23 June 2005

And all of the sudden, they are blue

Yesterday, when I came home in the afternoon, I was able to hold Collette for a while. Her eyes were open and playful. Laura claims that she can now smile and I was dilligently trying to get to her to smile at me. But no such luck came my way. I think she immitated my Ooos, but no smile. Then I realized, her eyes are blue!

Photo from the pool with her eyes:

This is new. When Collette was born her eyes had a dark color to them. They gradually became lighter to a grey/slate color. Every now and then Laura and I would guess on the color of her eyes. Sometimes we thought they would turn out brown, other times blues or even hazel. It is so funny how they change. And how the way we see them change. It amazes me that quality of light defines what you see.

A day previous, Laura had taken Collette into our pediatrician regarding the possibility of having GERD (gastroesophageal reflux disease or acid reflux). Not only does she spit up a lot, she’ll often kind of gags on her phlem. Yummy. The nurse ordered an upper GI to be done by a radiologist.

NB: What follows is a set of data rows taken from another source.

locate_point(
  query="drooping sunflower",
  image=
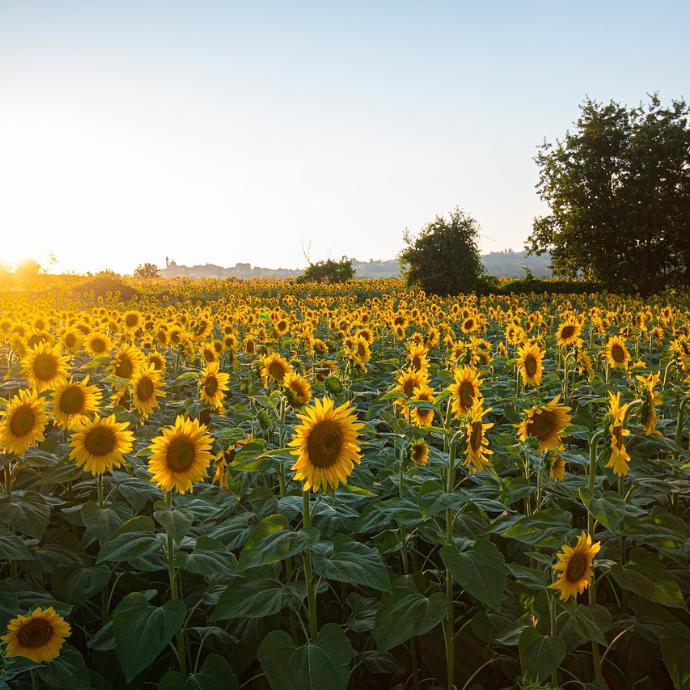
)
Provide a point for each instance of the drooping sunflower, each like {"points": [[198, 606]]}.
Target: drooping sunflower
{"points": [[297, 389], [650, 401], [45, 367], [213, 385], [180, 456], [617, 354], [575, 565], [546, 423], [74, 402], [22, 423], [275, 368], [477, 443], [530, 364], [147, 387], [418, 452], [568, 332], [99, 445], [465, 390], [326, 445], [619, 458], [38, 636]]}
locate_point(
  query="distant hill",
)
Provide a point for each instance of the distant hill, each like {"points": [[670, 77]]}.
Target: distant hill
{"points": [[505, 264]]}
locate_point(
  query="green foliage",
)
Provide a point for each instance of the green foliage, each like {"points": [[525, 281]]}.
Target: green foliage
{"points": [[328, 272], [443, 259], [618, 188]]}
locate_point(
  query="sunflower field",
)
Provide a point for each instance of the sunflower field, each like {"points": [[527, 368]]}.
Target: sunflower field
{"points": [[265, 485]]}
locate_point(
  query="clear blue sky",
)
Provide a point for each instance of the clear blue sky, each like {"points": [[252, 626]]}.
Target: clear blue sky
{"points": [[225, 132]]}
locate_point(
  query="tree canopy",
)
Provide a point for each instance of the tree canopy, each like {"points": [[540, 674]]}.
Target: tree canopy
{"points": [[443, 259], [618, 189]]}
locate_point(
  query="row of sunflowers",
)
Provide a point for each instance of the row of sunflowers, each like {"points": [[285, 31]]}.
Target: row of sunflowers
{"points": [[220, 484]]}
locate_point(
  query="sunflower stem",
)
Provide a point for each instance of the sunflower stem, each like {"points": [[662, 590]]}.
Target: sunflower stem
{"points": [[308, 575], [181, 652]]}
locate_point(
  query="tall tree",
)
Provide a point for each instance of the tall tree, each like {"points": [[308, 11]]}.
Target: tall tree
{"points": [[618, 188]]}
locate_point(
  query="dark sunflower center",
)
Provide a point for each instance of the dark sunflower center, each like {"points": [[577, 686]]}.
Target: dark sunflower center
{"points": [[617, 353], [72, 400], [543, 425], [211, 386], [466, 394], [35, 633], [22, 421], [100, 441], [98, 345], [145, 389], [324, 443], [577, 567], [125, 368], [181, 454], [476, 436], [45, 366]]}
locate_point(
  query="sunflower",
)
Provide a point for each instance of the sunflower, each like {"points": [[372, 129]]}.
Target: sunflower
{"points": [[98, 344], [74, 402], [576, 567], [477, 449], [617, 354], [529, 364], [22, 423], [568, 332], [180, 456], [275, 368], [297, 389], [98, 445], [146, 389], [45, 367], [619, 459], [126, 361], [546, 423], [650, 401], [418, 452], [38, 636], [465, 390], [213, 385], [325, 444]]}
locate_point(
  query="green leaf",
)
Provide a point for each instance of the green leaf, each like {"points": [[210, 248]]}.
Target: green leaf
{"points": [[322, 663], [675, 651], [28, 513], [142, 631], [12, 548], [352, 562], [215, 673], [646, 575], [481, 571], [250, 599], [76, 584], [176, 521], [271, 541], [134, 539], [406, 613], [540, 655]]}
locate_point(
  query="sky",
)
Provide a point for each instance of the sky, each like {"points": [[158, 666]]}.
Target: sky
{"points": [[267, 132]]}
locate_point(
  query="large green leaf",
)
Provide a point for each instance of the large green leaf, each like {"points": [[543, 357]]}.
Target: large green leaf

But that’s not all. Upon listening to her heart she noticed a murmur. A what? The sound a defective heart valve makes? Yup, a murmur. Though this is the first time Elizabeth (our regular pediatric nurse) saw Collette, Collette had been checked out three different times by two different doctors, and neither noticed this. Can murmurs develop? So, we also have a referral to a cardiologist.

Wait! That white stuff in her mouth isn’t milk spit up. It’s thrush. After the visit, we now have to take Collette to two new doctor’s appointment and adminster two medications. Thrush is a mouth yeast infection—antibiotics for that (4x a day) and then there’s the stuff for GERD (2x a day). Giving mediaction to kids sucks, but we hope that all this helps her feel better. Elizabeth isn’t even worried that Collette hasn’t gained weight in the past week (eek!).

According to the doctors, all this isn’t stuff to get too worried about. But that’s what we’re here for, to worry. In some way it has made both Laura and I attached to Collette more. I mean, we’re not “baby people.” It was the same way with Abigail. Upon birth we felt no overwhelming sense of love towards the baby. Though there is a profound sense of responsibility, affection occurs when the baby can do something. Babies don’t do much. They start to get real fun for us as they start to do stuff (smile, coo, talk, walk, etc. . .). As we got to know Abigail, we fell in love with her. The same, we assumed, would be true for Collette. But this string of abnormalities has really deepened our awareness of Collette’s needs. We feel the need to really take care of her. It has mad us closer to her at this point and makes me realize we need to do a lot more for Collette than just feed and change her.